In many cases, file_chain may not be applicable, particularly when working with protein files named using UniProt accession codes. However, if an operation in TMKit specifically targets a protein chain, you must specify it using seq_chain
.
In addition, for a batch operation on multiple proteins, you can pass a Pandas dataframe containing two columns of protein names and chains, respectively onto TMKit. The parameter is prot_df in most of the cases.
Focus#
TMKit is designed to simplify the complexity of protein analysis by offering a high level of granularity and automation. For instance, when analyzing a protein, you may need to map its PDB identifier to a UniProt accession code (or vice versa) to retrieve more detailed biological information. However, performing this task in Python can be challenging due to the lack of well-prepared packages. R, on the other hand, provides more established methods for such operations. Even minor technical obstacles like this can slow down coding efficiency, which is why TMKit provides a streamlined solution through the tmkit.collate
module.
Important
Another challenge arises with transmembrane proteins, which form oligomeric complexes to perform biological functions. In RCSB PDB, a transmembrane protein structure may contain only non-redundant subunits, whereas certain transmembrane protein databases store the full oligomeric complex (after transformation). The issue is that both versions of the structure share the same file name, and it’s unclear how many new chains were added during transformation. TMKit’s tmkit.collate
module efficiently resolves this by identifying structural differences with minimal effort.

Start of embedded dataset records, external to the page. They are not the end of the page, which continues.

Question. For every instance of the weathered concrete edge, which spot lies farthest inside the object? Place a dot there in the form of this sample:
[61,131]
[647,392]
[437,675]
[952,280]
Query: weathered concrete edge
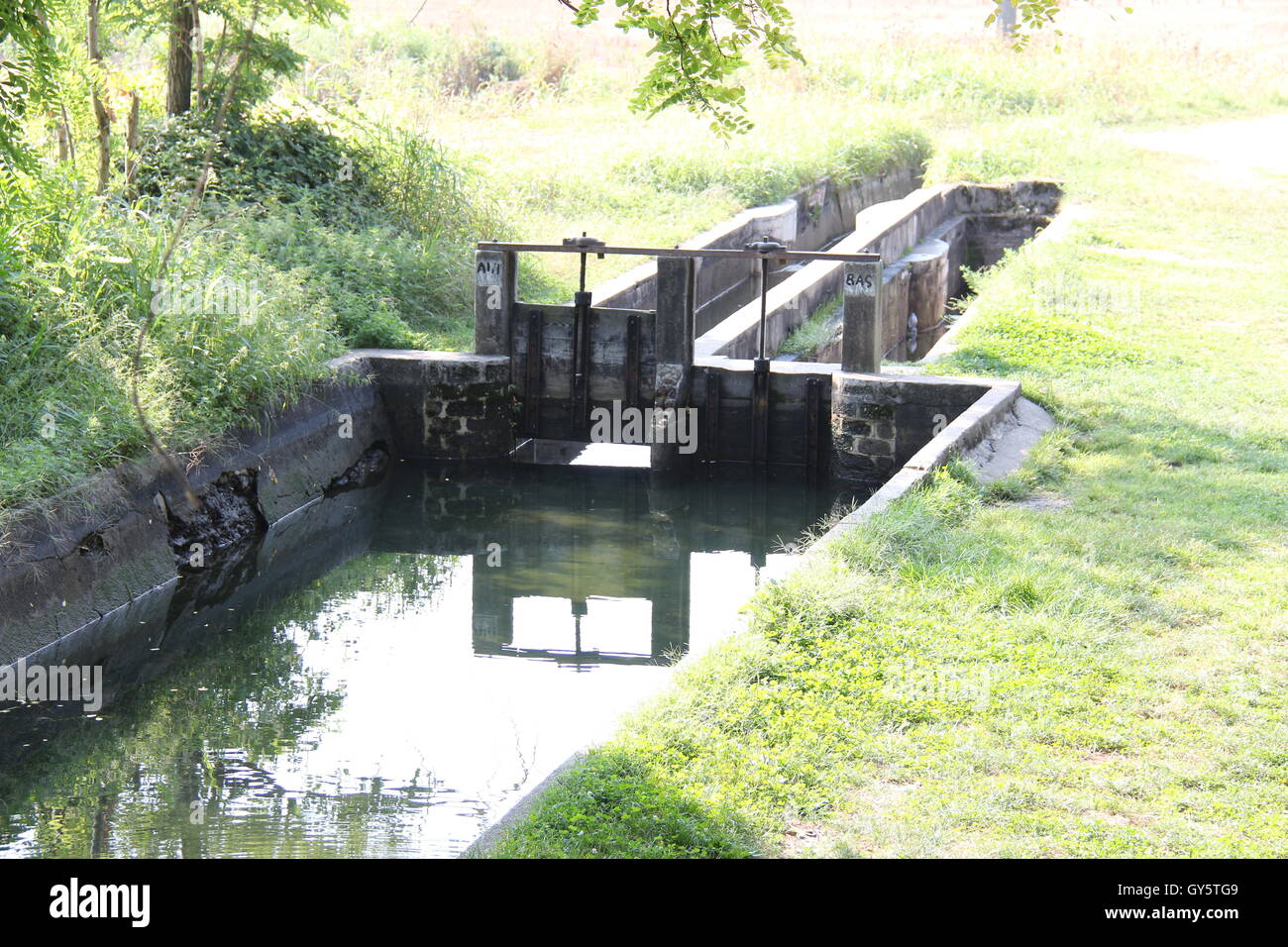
[622,289]
[1056,230]
[964,433]
[492,836]
[970,427]
[50,590]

Additionally, TMKit integrates high-speed computing libraries optimized for machine learning applications. Extracting information about pairwise and single residues is crucial, as their relationships are fundamental to various biological studies, including feature extraction for machine learning models. The tmkit.edge
module in TMKit allows users to perform this task seamlessly, supporting both pre-existing and custom-designed feature extraction schemes.